Let $X$ be a connected compact Kähler complex manifold of complex dimension $n\ge 1$ with holomorphically trivial canonical bundle $K_X$, and let $\Omega\in H^0(X,K_X)$ be a nowhere-vanishing holomorphic $n$-form. Fix a Kähler class $\kappa\in H^2(X,\mathbb R)$, let $\omega$ be the unique Ricci-flat Kähler form in $\kappa$, and let $(S,0)$ be a smooth local polarized deformation space of the pair $(X,\kappa)$, represented by a smooth proper holomorphic Kähler family $\pi:\mathcal X\to S$ with central fibre $X_0=X$ and with a locally constant polarization class whose restriction to $X$ is $\kappa$. Assume the Kodaira-Spencer map identifies $T_0S$ with the corresponding subspace of $H^1(X,T_X)$.

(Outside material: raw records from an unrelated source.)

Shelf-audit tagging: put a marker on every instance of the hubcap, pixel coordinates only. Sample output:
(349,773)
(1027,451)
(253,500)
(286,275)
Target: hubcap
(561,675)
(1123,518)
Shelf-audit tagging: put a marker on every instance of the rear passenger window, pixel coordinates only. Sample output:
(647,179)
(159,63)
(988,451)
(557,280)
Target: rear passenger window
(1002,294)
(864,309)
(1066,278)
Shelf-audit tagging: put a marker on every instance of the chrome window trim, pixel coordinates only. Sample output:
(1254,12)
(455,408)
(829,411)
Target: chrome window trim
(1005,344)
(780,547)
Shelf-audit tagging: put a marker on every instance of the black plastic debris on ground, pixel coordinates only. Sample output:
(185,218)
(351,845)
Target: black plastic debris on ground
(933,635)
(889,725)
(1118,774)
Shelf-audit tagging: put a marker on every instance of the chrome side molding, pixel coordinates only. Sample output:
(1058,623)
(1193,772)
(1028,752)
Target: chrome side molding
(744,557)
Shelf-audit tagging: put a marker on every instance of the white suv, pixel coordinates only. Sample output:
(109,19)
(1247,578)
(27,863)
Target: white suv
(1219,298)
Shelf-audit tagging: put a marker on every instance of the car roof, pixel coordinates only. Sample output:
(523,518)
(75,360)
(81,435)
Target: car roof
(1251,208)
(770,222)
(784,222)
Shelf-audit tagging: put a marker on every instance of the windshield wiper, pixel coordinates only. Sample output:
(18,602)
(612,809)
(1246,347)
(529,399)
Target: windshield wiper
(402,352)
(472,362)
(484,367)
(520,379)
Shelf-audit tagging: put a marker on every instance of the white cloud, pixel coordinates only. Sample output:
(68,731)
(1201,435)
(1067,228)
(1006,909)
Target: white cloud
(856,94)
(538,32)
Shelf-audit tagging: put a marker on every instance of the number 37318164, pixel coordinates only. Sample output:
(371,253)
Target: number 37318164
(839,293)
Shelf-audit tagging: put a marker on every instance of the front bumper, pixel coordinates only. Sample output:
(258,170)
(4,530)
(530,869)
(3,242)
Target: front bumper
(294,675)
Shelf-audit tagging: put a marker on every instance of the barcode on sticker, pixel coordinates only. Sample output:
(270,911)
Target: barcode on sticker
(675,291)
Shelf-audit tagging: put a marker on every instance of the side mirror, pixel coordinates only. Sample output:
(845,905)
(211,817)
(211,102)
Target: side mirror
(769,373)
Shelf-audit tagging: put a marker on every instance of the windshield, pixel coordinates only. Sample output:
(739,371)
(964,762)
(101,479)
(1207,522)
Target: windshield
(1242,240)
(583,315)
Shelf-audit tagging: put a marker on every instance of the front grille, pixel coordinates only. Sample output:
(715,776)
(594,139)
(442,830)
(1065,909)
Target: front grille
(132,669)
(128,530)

For $v,w\in T_0S$, let $\varphi,\psi\in A^{0,1}(X,T_X)$ be the $\omega$-[harmonic representatives](/theorems/2747) of the corresponding Kodaira-Spencer classes. Let $[X]$ denote the oriented fundamental class of the underlying real manifold of $X$, and let $\mathcal I_X:A^{n,n}(X)\to\mathbb C$ denote integration of top-degree smooth complex forms over the oriented real manifold $X$, equivalently evaluation of the de Rham class on $[X]$. Define the Hodge norm of the period line generated by $\Omega$ by

\begin{align*} \|\Omega\|^2:=i^{n^2}\mathcal I_X(\Omega\wedge\overline{\Omega}). \end{align*}

Assume the Weil-Petersson Hermitian form is defined as the positive curvature Hermitian form of the Hodge metric on the Hodge line $F^n=H^{n,0}$, with the primitive Hodge-Riemann convention on polarized primitive classes in $H^{n-1,1}(X)$ given by

\begin{align*} (\alpha,\beta)_{\mathrm{HR}}:=(-1)^{n(n-1)/2}i^{n-2}\mathcal I_X(\alpha\wedge\overline{\beta}). \end{align*}

Here primitive means annihilated by cup product with $\kappa$, equivalently by wedging harmonic representatives with $\omega$. Then the polarized infinitesimal period classes $[\varphi\lrcorner\Omega]$ and $[\psi\lrcorner\Omega]$ are primitive, and

\begin{align*} g^{\mathrm{WP}}_0(v,w)=\frac{(-1)^{n(n-1)/2}i^{n-2}\mathcal I_X((\varphi\lrcorner\Omega)\wedge \overline{(\psi\lrcorner\Omega)})}{i^{n^2}\mathcal I_X(\Omega\wedge\overline{\Omega})}. \end{align*}

Equivalently,

\begin{align*} g^{\mathrm{WP}}_0(v,w)=\frac{([\varphi\lrcorner\Omega],[\psi\lrcorner\Omega])_{\mathrm{HR}}}{\|\Omega\|^2}. \end{align*}